For the record no, I do not think we are living as the end of history. Neoliberalism remains an historically contingent, and so surpass-able entity. No, its one-time ubiquity as a leftist slang synonym for “anything bad” does not corrupt its efficacy, or rather the necessity of naming contemporary ideology. For what the record is worth, the real contemporary ubiquity is a droning mantra/rebuttal to any question that uses neoliberalism as its object: “There Is No Ideology!” (TINI!). In the same way that we “must” go through these conversations about benefit scroungers, we “must” fight just to acknowledge that ideology still plays a role in our institutions, our politics and our subjectivities.

I’m going to use this page to put more rough drafts out, with the intention to develop a usable definition of neoliberalism.  Currently I am most persuaded by the insights of Michel Foucault, Philip Mirowski, Dean (Jodi), Dean (Jonathan), Sara Ahmed, Stuart Hall, Judith Butler and Colin Crouch.
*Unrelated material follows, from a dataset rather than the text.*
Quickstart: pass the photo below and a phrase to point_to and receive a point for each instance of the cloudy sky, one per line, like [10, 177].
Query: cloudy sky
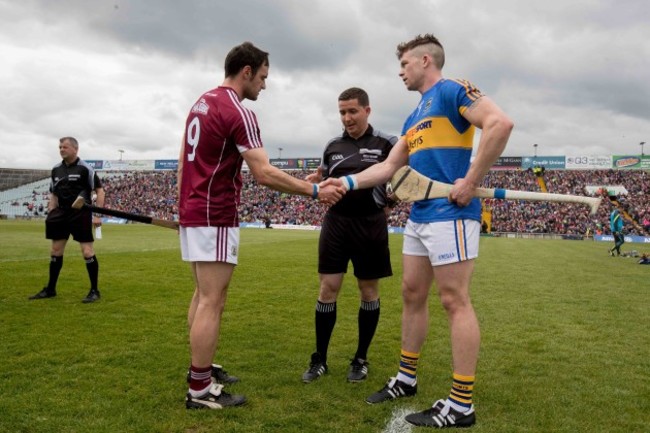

Hopefully this list will expand over the year.

This is my rough draft of the rough drafts:
Neoliberalism as thought collective

Neoliberalism as capitalist iteration

Neoliberalism as subjectivity

Neoliberalism as political project

 

The crucial thing here is what neoliberal is not:

I want to avoid reducing it to some sort of epiphenomenon of capitalist reproduction (though it certainly informs economic policymaking and institutional organisation);

I want to avoid neoliberalism as a conspirational cabal of elite-level actors (though the Mont Pelerin Society and subsequent networks of think-tanks certainly share neoliberal characteristics)

I want to avoid neoliberalism as simply a dumbing down of discourse into “post-truth” (though agnotology, the deliberate production of misinformation, is a political strategy consistent with neoliberalism, and certainly has impacts on local cultures)

And finally, I want to avoid neoliberalism as being simply the extension of homo economicus to all spheres of public life (though the arguments of classical liberalism are regularly deployed in favour of neoliberal policymaking).

 

Oh, and all politics leeches to identity, for better and/or for worse. Don’t you forget it.